On Mon, Jun 26, 2017 at 3:58 PM, Arnd Bergmann <arnd@...db.de> wrote:

> * With asan-stack=1, gcc uses at least 64 bytes per such variable
>   (two times ASAN_RED_ZONE_SIZE), while clang only uses 16 bytes
>   (2 * (1<<kDefaultShadowScale)). With asan-stack=0, they do not
>   use any more space than with kasan completely disabled
>   (no -fsanitize=kernel-address).

I asked around the Linaro toolchain team today, and arrived at this commit
in llvm: https://github.com/llvm-mirror/llvm/commit/daa1bf3b74054

Prior to this, the llvm behavior was the same as gcc, using 64 bytes
for each small (<= 16 byte) variable instead of just 16 or 32 as it
does now. llvm now also uses a larger redzone (up to 256 bytes) for
very large stack objects, which also seems like a good idea.

While it would be hard to argue that the gcc behavior is a bug,
it should be possible to implement the same optimization in gcc,
and that would solve a lot of the stack size issues with KASAN.

> Can you say which behavior you find 'sane' or 'not sane' here,
> specifically?

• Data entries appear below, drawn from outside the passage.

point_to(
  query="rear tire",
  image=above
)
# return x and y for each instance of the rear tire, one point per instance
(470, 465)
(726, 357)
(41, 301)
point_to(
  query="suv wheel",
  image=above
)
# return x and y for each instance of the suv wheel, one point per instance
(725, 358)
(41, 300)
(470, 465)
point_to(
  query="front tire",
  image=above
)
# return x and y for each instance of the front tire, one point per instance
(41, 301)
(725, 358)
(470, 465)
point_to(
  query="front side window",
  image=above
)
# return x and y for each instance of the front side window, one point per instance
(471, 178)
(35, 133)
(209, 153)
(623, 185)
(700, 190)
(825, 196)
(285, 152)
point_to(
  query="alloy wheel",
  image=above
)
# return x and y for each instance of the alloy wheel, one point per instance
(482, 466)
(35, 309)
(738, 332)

Maybe we can make future gcc releases use a
> smaller redzone like clang does.
>
> If we find a way to improve gcc so it uses less stack here, we still
> have a problem with existing compilers still producing dangerously
> high stack usage, as well as annoying warnings for an allmodconfig
> build as soon as we start warning about this again.

This problem obviously still stands.